Select the enterprise profile when the workflow's Step-0 questionnaire asks, and toggle the integrations you want.

config.json (generalized, enterprise switches)

{
  "graph_backend": "tiered",
  "graph_db_uri": "postgresql://agent:REDACTED@pg-age.example.arpa:5432/agent_kg",
  "kg_daemon_role": "host",

  // Durable platform state (sessions/goals/checkpoints/queues) on shared
  // Postgres — enables fleet-wide leader election for daemon ticks
  "state_db_uri": "postgresql://agent:REDACTED@pg-age.example.arpa:5432/agent_state",

  "task_queue_backend": "kafka",
  "kafka_bootstrap_servers": "kafka.example.arpa:9092",

  // Agent turns via the session-keyed queue, executed by the
  // agent-dispatch-worker fleet (default "inline" = in-process)
  "agent_dispatch_backend": "queue",

  "secrets_vault_url": "https://openbao.example.arpa",
  "vault_auth_method": "approle",

  "kg_auth_required": true,
  "auth_jwt_jwks_uri": "https://keycloak.example.arpa/realms/agents/protocol/openid-connect/certs",
  "auth_jwt_issuer": "https://keycloak.example.arpa/realms/agents",

  "enable_otel": true,
  "otel_exporter_otlp_endpoint": "https://langfuse.example.arpa/api/public/otel",
  "langfuse_host": "https://langfuse.example.arpa"
}

(Keys in ~/.config/agent-utilities/config.json are upper-cased to their env aliases and applied only where the env var is unset — environment always wins.)

Scale note

The connector fleet is stateless and scales horizontally on the swarm. The KG host daemon is a singleton per host per the KG_DAEMON_ROLE=host flock; running the agent swarm at very large scale (the 100k+ target) additionally needs multiple gateway workers (GATEWAY_WORKERS) + a durable queue (Kafka, above) + shared pg-age/state-store Postgres — see the capacity model. Durable execution (idempotency + at-least-once) is already in place to make that safe. The work itself scales through the two consumer fleets — kg-ingest-worker (ingest, kg_tasks partitions) and agent-dispatch-worker (agent turns, agent_turns session-keyed partitions) — on any host that reaches Kafka, Postgres, and the engine; invocations are in rung (d) of the ladder.

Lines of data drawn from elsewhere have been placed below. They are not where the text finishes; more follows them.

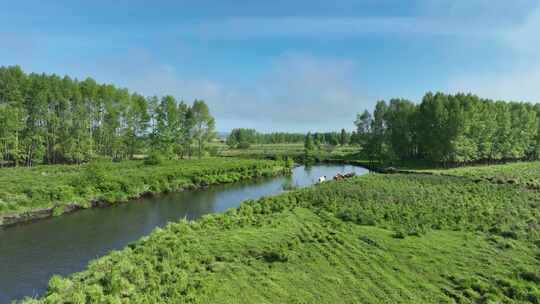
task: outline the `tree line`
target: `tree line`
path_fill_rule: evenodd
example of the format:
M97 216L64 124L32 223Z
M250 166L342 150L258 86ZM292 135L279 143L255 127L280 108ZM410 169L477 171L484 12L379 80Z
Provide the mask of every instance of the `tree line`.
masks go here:
M347 145L351 142L352 134L342 129L341 132L305 133L259 133L255 129L233 129L227 136L226 143L231 148L249 148L251 144L290 144L304 143L307 137L312 137L314 145Z
M226 143L231 148L248 148L251 144L298 143L302 142L305 136L302 133L260 133L255 129L235 128L227 136Z
M136 153L204 153L215 134L202 100L144 97L92 78L83 81L0 67L0 164L81 163ZM192 148L195 146L195 148Z
M427 93L419 104L379 101L354 123L354 140L370 160L459 165L540 156L539 104Z

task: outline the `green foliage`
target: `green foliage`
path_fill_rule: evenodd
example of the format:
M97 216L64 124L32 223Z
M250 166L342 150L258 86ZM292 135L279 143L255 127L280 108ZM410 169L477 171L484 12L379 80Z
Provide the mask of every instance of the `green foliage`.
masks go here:
M341 133L339 134L339 144L345 146L347 143L349 143L349 135L345 129L341 129Z
M538 303L539 204L519 185L370 174L158 228L36 301Z
M251 144L249 142L240 142L238 144L238 149L249 149L249 147L251 147Z
M257 144L251 145L247 149L231 149L223 144L213 144L211 147L218 149L218 155L251 159L289 159L290 162L296 161L305 163L306 151L304 144ZM358 148L355 146L328 146L322 145L319 150L309 153L312 162L321 161L358 161Z
M454 169L421 170L441 175L465 177L473 181L518 184L540 190L540 162L517 162L503 165L473 166Z
M165 158L160 153L152 152L145 159L144 164L148 166L161 165L165 162Z
M132 159L147 148L199 156L215 122L201 100L145 98L126 89L0 67L0 167Z
M290 169L283 162L225 158L6 168L0 171L0 222L3 216L40 208L55 207L54 214L59 215L68 204L86 208L96 200L115 203L144 193L229 183L284 170Z
M227 145L231 148L247 149L257 139L254 129L233 129L227 137Z
M313 150L315 150L316 144L314 142L313 136L311 133L306 135L306 140L304 142L304 163L311 164L315 162L313 157Z
M370 160L443 165L538 159L540 106L427 93L420 104L377 102L355 121L353 136Z
M193 129L190 132L197 142L198 156L202 157L205 144L215 137L215 120L203 100L195 100L190 109L193 119Z
M352 134L345 129L338 132L314 133L313 139L317 139L318 145L347 145L351 141ZM302 133L259 133L254 129L233 129L227 136L226 143L230 148L239 148L240 144L250 145L278 145L278 144L300 144L306 140L306 134ZM314 143L315 144L315 143Z

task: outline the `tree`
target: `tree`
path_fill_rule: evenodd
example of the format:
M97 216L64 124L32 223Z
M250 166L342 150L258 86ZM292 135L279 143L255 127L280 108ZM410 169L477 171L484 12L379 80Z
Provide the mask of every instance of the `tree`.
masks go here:
M148 141L183 157L193 136L194 113L172 96L0 67L0 166L132 158Z
M313 134L313 146L316 149L320 149L323 143L323 137L320 133L316 132Z
M380 100L375 105L375 110L373 111L373 119L370 126L371 136L365 149L370 160L378 158L379 161L382 161L386 158L388 150L385 121L387 108L386 102Z
M364 110L362 114L356 116L354 124L356 125L356 143L365 148L371 136L371 125L373 124L371 113Z
M167 95L155 108L155 129L152 136L152 149L163 156L172 158L175 155L176 139L180 133L181 119L176 99Z
M418 105L378 102L373 118L367 111L357 116L354 137L367 142L370 159L424 159L445 166L538 159L539 109L472 94L427 93Z
M349 136L347 135L347 131L345 129L341 129L341 134L339 136L339 143L341 146L345 146L349 142Z
M315 145L313 143L313 136L311 135L311 132L308 132L306 135L306 140L304 142L304 149L306 151L313 151L315 149Z
M254 129L233 129L227 136L226 143L231 148L249 148L250 144L257 141L259 134Z
M314 149L315 143L313 142L313 136L311 135L311 132L308 132L304 141L304 158L306 161L309 160Z
M180 127L180 147L181 147L181 158L184 158L184 155L191 157L192 150L191 144L194 140L194 128L195 128L195 116L192 107L187 105L181 105L183 108L183 120Z
M129 158L133 158L135 151L141 148L139 138L146 134L149 127L150 115L146 99L138 94L133 94L126 109L125 128L123 140Z
M215 120L210 115L208 106L202 100L195 100L191 111L194 122L193 137L197 141L198 157L200 159L205 143L212 140L215 136Z
M416 151L414 115L415 105L404 99L392 99L384 113L386 139L398 158L410 159Z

Engine shards (Stage 2 — tenant-partitioned L0)

When one engine host saturates, run N engine shards and add to config.json:

{
  "graph_service_endpoints": [
    "tcp://kg-shard-1.example.arpa:9101",
    "tcp://kg-shard-2.example.arpa:9102",
    "tcp://kg-shard-3.example.arpa:9103"
  ],
  "graph_service_auth_secret": "ONE shared secret across shards + clients"
}

Graphs (and therefore tenants — tenant → named graph → HRW → shard) are routed client-side by rendezvous hashing; an unreachable shard fails loud, and per-shard health is on the gateway's GET /api/dashboard/daemon/shards + agent_utilities_engine_shard_up{endpoint}. Worked single-host 3-shard compose: docker/engine-shards.compose.yml; full semantics (including the manual snapshot migration caveat when re-sharding): engine sharding.

Operate

The agent-webui Fleet Supervisor (/api/fleet/*) is your single pane of glass: per-domain health/error-rates, live topology, one-click pause/kill containment, and the mutation/risk approval queue.

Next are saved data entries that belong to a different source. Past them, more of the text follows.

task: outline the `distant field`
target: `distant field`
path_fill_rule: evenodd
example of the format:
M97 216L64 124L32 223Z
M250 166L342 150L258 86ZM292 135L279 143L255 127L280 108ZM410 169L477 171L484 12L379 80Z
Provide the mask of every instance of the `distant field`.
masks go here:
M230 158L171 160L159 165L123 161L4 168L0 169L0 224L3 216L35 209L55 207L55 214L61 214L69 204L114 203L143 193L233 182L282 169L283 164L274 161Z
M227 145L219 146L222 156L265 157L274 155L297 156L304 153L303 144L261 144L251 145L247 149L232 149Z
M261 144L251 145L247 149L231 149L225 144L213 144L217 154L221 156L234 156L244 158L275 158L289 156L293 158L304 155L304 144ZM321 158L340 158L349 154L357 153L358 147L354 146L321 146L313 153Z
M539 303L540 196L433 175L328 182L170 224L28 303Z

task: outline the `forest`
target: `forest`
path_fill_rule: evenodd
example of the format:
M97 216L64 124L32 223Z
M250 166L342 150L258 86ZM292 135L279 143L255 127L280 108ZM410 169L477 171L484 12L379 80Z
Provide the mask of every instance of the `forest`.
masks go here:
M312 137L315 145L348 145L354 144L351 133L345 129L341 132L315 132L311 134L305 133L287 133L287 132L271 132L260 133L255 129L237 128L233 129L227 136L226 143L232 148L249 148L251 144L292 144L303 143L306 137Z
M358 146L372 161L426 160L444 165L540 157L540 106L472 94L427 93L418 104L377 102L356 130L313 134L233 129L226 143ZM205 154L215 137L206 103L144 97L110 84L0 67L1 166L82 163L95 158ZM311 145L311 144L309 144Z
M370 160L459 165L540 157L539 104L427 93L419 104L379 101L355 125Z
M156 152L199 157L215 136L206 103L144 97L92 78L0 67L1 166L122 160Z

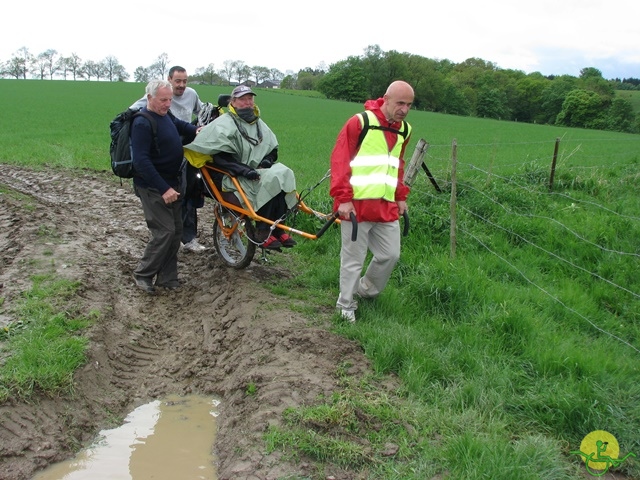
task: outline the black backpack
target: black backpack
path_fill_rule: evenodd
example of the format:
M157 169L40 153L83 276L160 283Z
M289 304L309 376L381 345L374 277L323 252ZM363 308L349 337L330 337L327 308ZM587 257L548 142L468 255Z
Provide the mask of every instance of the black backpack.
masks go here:
M111 146L109 153L111 154L111 170L120 178L133 178L135 171L133 169L133 152L131 151L131 124L133 119L143 116L151 124L153 133L155 152L158 148L158 125L156 119L147 112L140 110L132 110L127 108L124 112L119 113L111 120L109 128L111 130Z

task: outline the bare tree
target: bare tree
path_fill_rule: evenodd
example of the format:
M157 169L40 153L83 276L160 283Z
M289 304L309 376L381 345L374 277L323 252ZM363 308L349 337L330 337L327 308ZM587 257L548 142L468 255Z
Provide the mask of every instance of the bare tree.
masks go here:
M89 81L91 81L93 77L100 80L100 65L93 60L87 60L82 66L82 73Z
M69 74L69 61L69 57L60 57L56 62L56 70L61 72L64 80L67 79L67 75Z
M251 76L251 69L242 60L234 60L233 76L238 79L238 83L248 80Z
M12 57L11 60L4 64L2 74L13 77L16 80L20 80L20 77L23 75L23 66L24 63L21 59L18 57Z
M166 78L168 74L167 65L169 65L169 55L167 55L166 53L162 53L158 56L158 58L156 58L156 61L148 67L147 70L149 70L149 73L153 77Z
M282 73L277 68L272 68L269 70L269 80L273 80L274 82L281 82L284 78L284 73Z
M196 68L194 77L208 85L215 85L221 78L220 75L216 73L213 63L210 63L206 67Z
M68 68L73 75L73 79L77 80L78 77L82 78L82 59L77 53L72 53L68 60Z
M107 65L105 64L105 60L102 60L95 64L94 74L96 76L96 80L98 81L107 77Z
M240 62L236 70L236 76L238 77L238 83L243 83L251 78L251 67L244 62Z
M53 80L53 75L58 71L58 62L56 60L58 56L58 51L53 49L48 49L42 52L42 55L47 63L47 71L49 73L49 80Z
M256 80L256 85L259 85L263 81L269 78L269 69L267 67L251 67L251 74Z
M124 70L124 67L120 65L118 59L113 55L109 55L102 61L104 65L104 74L110 82L118 80L119 74Z
M47 58L43 53L38 54L35 61L33 62L33 76L39 78L40 80L44 80L44 74L47 71Z
M220 69L220 76L224 78L229 85L231 85L231 79L235 72L235 62L233 60L225 60L222 62L222 68Z
M118 82L126 82L129 80L130 75L127 73L123 65L117 65L113 73L115 75L114 78Z
M151 80L151 75L149 74L149 69L144 67L136 68L136 71L133 72L133 81L134 82L144 82L148 83Z
M22 77L23 80L26 80L27 72L31 70L31 65L33 65L34 60L33 55L31 55L27 47L18 49L10 60L12 70L15 72L15 75L12 73L12 76L16 79Z

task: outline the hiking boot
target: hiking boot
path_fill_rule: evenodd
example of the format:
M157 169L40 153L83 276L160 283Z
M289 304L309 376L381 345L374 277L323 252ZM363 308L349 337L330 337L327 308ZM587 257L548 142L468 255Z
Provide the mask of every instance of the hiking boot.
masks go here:
M183 243L182 247L185 250L189 250L190 252L195 252L195 253L204 252L207 249L207 247L205 247L204 245L200 245L198 243L198 240L196 240L195 238L190 242Z
M342 310L340 310L340 316L349 323L356 323L355 310L345 310L343 308Z
M264 243L261 245L262 248L268 248L270 250L275 250L278 249L280 247L282 247L282 244L280 243L280 241L274 237L273 235L271 235L269 238L267 238Z
M140 277L134 273L133 280L136 282L136 286L138 288L144 290L147 293L154 293L156 291L155 287L153 286L153 280L149 277Z
M176 290L180 288L180 282L178 280L169 280L164 283L156 282L156 287L166 288L167 290Z
M278 235L278 240L285 248L291 248L298 244L298 242L291 238L291 235L288 235L286 233L281 233L280 235Z

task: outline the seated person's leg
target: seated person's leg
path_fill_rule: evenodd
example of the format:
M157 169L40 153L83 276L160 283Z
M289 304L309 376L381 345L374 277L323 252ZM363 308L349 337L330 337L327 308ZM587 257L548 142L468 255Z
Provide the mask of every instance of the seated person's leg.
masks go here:
M258 215L268 218L269 220L283 219L287 213L287 202L285 201L285 193L280 192L273 197L269 202L264 204L259 210ZM268 231L271 226L264 222L256 222L256 229L259 235L265 235L264 230ZM279 241L283 247L293 247L297 242L291 238L284 230L276 228L273 231L273 236Z

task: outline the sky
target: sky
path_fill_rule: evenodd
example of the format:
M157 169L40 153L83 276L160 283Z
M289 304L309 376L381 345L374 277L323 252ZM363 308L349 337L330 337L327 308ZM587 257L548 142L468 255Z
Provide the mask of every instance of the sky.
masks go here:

To let the platform operate on itself — golden loop, failure-driven evolution, the desired-state fleet reconciler (FLEET_RECONCILER + a real FLEET_ACTUATOR), the replica autoscaler (FLEET_AUTOSCALER), ActionPolicy postures, and the POST /api/fleet/events monitoring webhook (FLEET_EVENTS_TOKEN) — follow rung (e) of the ladder. The shipped defaults are deliberately inert: FLEET_ACTUATOR=dryrun and an ActionPolicy that queues every mutating action for human approval.